While everyone got to admire the ‘Custard Edward planted’ as it was brought through the hall, it was only those sat at the king’s table who got to eat it. A second menu ‘For the lords and the ladies in the hall the same day at dinner’ listed just two courses. Again each ended with a subtlety and the penultimate dish of the first course was a ‘Custard riall’. Meanwhile, all the rest of the guests had only one course. Like the king’s it began with venison frumenty (but not the other small dishes), this was followed by beef, mutton, roast capon, a jelly and, finally, yet again, ‘custard’.
There can be little doubt that the ‘Custard Edward planted’
at Richard III and Anne’s coronation banquet would have looked rather more
splendid than most of the quiches at next weekend’s coronation Big Lunch will
do.
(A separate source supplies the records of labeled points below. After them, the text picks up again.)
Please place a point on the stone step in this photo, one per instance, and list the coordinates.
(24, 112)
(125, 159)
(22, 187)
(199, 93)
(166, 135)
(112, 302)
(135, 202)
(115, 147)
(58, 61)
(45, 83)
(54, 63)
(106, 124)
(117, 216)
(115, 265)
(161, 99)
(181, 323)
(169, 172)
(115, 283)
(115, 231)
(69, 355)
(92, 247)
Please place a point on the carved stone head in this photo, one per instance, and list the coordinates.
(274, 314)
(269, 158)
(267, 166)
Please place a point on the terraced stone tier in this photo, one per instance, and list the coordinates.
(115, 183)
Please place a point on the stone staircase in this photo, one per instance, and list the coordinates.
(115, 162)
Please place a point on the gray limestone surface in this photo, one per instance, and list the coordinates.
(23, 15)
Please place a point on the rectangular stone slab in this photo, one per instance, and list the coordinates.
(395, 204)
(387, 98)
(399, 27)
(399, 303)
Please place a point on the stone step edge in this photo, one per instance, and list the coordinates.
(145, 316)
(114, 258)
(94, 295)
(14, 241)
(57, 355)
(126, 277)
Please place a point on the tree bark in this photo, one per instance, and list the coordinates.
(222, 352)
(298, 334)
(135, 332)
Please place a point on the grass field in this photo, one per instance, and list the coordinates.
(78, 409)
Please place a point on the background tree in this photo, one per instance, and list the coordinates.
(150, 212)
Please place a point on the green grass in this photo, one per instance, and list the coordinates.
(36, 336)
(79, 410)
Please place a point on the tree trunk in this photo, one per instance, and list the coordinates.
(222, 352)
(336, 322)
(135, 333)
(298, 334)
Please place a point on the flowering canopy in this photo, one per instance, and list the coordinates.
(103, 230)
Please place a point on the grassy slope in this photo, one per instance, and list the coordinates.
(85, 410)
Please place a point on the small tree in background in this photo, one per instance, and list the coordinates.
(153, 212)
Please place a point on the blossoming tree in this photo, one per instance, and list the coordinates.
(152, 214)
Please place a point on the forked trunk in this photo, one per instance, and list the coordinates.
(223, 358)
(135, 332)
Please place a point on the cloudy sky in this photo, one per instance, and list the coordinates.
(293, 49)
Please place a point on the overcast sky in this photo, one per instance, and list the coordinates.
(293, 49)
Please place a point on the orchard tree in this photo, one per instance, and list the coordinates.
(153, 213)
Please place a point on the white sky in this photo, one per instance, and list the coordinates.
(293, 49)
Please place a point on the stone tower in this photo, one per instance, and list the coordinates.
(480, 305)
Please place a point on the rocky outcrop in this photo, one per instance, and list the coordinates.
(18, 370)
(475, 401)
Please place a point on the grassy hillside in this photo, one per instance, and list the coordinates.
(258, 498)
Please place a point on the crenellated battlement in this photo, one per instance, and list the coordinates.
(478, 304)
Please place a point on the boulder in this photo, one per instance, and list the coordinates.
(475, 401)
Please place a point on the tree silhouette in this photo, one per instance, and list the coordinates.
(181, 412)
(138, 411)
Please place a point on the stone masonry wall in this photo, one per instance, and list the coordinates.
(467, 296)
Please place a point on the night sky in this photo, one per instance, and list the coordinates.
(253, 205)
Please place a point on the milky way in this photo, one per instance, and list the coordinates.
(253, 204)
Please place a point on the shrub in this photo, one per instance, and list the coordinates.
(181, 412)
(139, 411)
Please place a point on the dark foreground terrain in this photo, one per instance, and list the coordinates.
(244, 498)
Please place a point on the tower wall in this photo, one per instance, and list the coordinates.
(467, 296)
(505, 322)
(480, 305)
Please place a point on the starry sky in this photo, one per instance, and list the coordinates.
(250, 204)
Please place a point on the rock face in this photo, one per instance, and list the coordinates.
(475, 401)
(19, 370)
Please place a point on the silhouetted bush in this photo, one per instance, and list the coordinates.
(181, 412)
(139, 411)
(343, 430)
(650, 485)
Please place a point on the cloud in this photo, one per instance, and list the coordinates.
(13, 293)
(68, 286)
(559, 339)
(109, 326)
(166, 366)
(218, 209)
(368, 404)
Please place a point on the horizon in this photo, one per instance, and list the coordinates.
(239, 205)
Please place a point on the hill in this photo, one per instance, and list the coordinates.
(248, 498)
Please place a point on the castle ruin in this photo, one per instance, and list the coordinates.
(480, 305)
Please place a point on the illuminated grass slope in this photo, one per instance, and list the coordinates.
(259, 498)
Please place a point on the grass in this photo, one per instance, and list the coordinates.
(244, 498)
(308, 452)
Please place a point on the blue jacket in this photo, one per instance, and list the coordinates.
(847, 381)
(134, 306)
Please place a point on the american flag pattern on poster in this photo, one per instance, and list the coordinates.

But the dish that the ordinary guests finished with was likely very similar
and all were probably a savoury, egg-based dish in a pastry case. Many of the
recent reports about the Coronation Quiche have described it as a dish with
German origins, yet the original quiche Lorraine was cooked in bread dough, not
pastry. The name may indeed be German, but the dish itself would look pretty
familiar to the guests at an English medieval Coronation ‘Big Lunch’ too.
J.L. Laynesmith
[1] Anne F. Sutton and P.W.
Hammond eds., The Coronation of Richard III. The Extant Documents, (Alan
Sutton, 1983)
[2] Two Fifteenth-Century
Cookery-Books, EETS os 91 (1888), 74.